There have been a number of responses to the Lean OUT message saying that ‘Corporate America’ needs to change its expectations of what professional success looks like. I couldn’t agree more. But since we can’t write a complaint letter to Mrs. Corporate America, how do we go about getting her to change?
The problem isn’t some abstract entity. The problem lies with the actual humans – millions of working women and men – who make up this “thing” we call Corporate America. The inhumane culture we all claim to detest has been created by the Lean Inners who keep setting (and raising) the bar to an unreasonable level. Technology and other advances have given the go-getters of Corporate America more and more ways to ‘prove’ just how much they care about their job. They can now send emails and join conference calls at any time, from anywhere.
And this behavior has a snowball effect, as the ladder-climbers continuously try to one-up each other to prove just how much they’re “Leaning In”, by answering more emails even later at night, making even more personal sacrifices, working even longer weeks.
Consider the individual I like to call “The One-Upper Leaner Inner”. I’m sure you’ve met him or her before because there’s at least one in every office across America. He’s the guy at the water cooler “complaining” about how late he stayed at the office the night before. “Aw man, I was here til 11pm last night finishing that report!” The typical response is to be impressed, like we’re supposed to think he’s super brilliant or committed just because he stayed so late at the office. Me? I’m not impressed. I actually lose respect for people like this because all I see is someone with poor time management skills and an unhealthy need for external validation. While he’s over there talking about how busy he is, I’m quietly sitting at my desk, working away so I can leave the office promptly at 5pm.

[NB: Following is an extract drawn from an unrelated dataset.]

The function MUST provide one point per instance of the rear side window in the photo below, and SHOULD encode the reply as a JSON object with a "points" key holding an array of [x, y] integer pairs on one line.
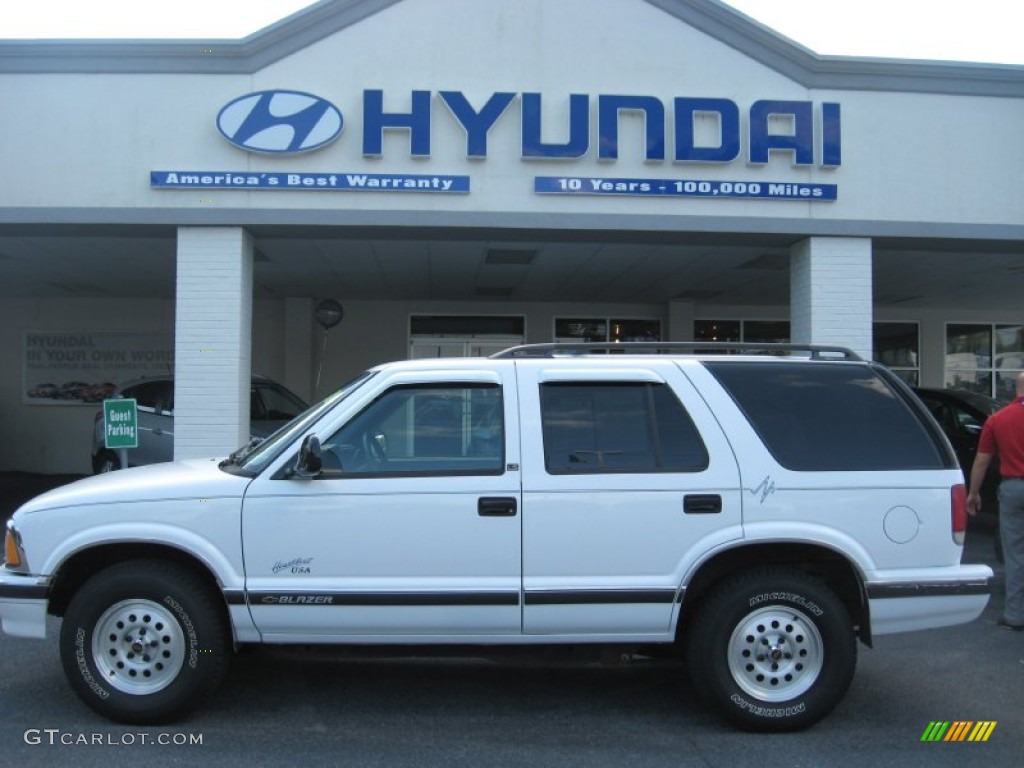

So what would happen to this “thing” we call Corporate America if we all stopped answering emails at midnight? If we all stopped attending meetings over the weekends and holidays? If we all worked really hard for 45 hours a week then went home to our families?
The point of the Lean OUT message is to encourage you to make these changes, not just for your own benefit but as part of a movement to reset the bar for all of us in Corporate America.
It’s especially important for those in leadership positions to actually take that PTO, to not send (or respond to) emails after hours, to periodically leave work at 4pm to go to their child’s soccer game. We need more leaders to Lean OUT as a way of giving permission to the rest of us to actually use that work-life balance the employer brochures like to brag so much about. We need to know that we will still be considered for that promotion even if we only work an average of 45 hours a week; that we don’t have to sacrifice our families and other personal priorities just to prove how hard-working we are.
If we want “Corporate America” to change her ways, it starts with us each changing our own and supporting, even encouraging, those who Lean OUT.